Pharma companies play this game too, and anyone who doesnt have insurance can quietly get a "coupon" from them to bring down the cash price to the same as insurance.

No politician will close hospitals, so at this stage any move to "single payer" will just move the boasting role to the government.


> This entire system is rigged to also grow the number of hospitals/ the overall size of healthcare in america.

If this were the case, I wouldn’t be as opposed to it.


I'm an expat Brit.

Yes, medical care is absolutely insane here. Like jaw dropping on a nearly daily basis insane. Lots of Americans just don't realise how much they're being screwed by the system that has been built, and they buy in the narrative they constantly get told about it being the best health care system in the world, and that coming with a cost.

Note: few people will pay that $225. Most of that gets handled by your health insurance, who will often also have bulk purchasing deals with medical companies that helps drive down the cost to them. You do have a co-pay to cover, plus a little extra, so it's still more expensive than you'd pay in the UK for medicine.


Strong agree! I had to double check the price of Albendazole here in India... and it is 8 INR, which is 0.11 USD.

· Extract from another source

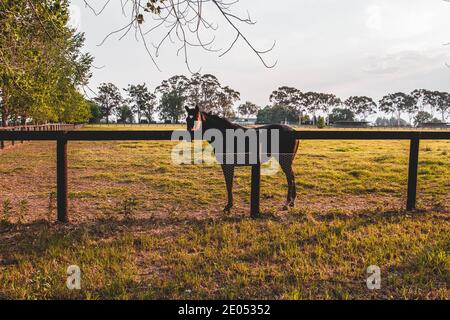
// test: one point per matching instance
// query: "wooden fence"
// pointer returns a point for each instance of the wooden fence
(33, 128)
(62, 138)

Yes, you're reading that right: 11 cents.


Prices can go as low as $300 for two tablets, if you have a GoodRx annual subscription. I think the $13 is actually a wholesale substitution price, as there are lower prices available for this drug for the same dosage through veterinary channels.


GoodRX has the cheapest at $140 for a pack of 4 200mg. $35 a pill, not the $225 that Cuban's website says.

Cuban's actually playing pretty fast and loose with numbers here. He says $15 wholesale for $20 retail. But usually retail is going to have higher markups than that. Especially for stuff that has to be verified by a pharmacist. His $15 probably isn't much if any discount off the existing wholesale price.


It costs a few pennies to manufacture. The rest is profits for Marc Cuban.


The company claims a fixed 15% markup. Something doesn't add up...


I'm inclined to trust Wikipedia more than Cuban. They had a wikiwar sometime back about the inclusion of drug prices (the anti-price faction won), but older article versions still list the sticker price in the developing world at USD 0.01 to 0.06. That's credible, considering what a simple molecule the active principle is.


Just guessing, I suspect that the regulatory environment in the US adds cost. It costs more to buy or lease the space here, and it costs more here to hire people. It all adds up.


Albendazole is a large-volume generic, the manufacturer will sit somewhere in India or China. The stuff already has FDA registration since you can buy it in the US (although at wildly inflated prices).

Here's Boots, the UK pharmacy chain, selling a 4-pill course of the closely related mebendazole for 8 pounds: https://www.boots.com/boots-pharmaceuticals-threadworm-table...

8 pounds. For 4 pills. With markup for the pharmacy. In Britain, in a first-world regulatory environment.

Meanwhile here we see people defend the intolerable state of US healthcare. Why is that?


Not really defending anything here. Just saying that producing drugs in the US costs more than other places. Unless they are buying tablets from a manufacturer that are already FDA approved, they still have to prove the similarity of their generic product to the FDA - the product has to provably be what it is labeled to be.

https://www.fda.gov/drugs/news-events-human-drugs/generic-dr...

If you take Cost Plus at its word:

"We will let everyone know what it costs to manufacture, distribute, and market our drugs to pharmacies. We add a flat 15% margin to get our wholesale prices. This makes sure we remain viable and profitable. There are no hidden costs, no middlemen, no rebates only available to insurance companies. Everybody gets the same low price for every drug we make."

I guess we'll get to see where the price comes from.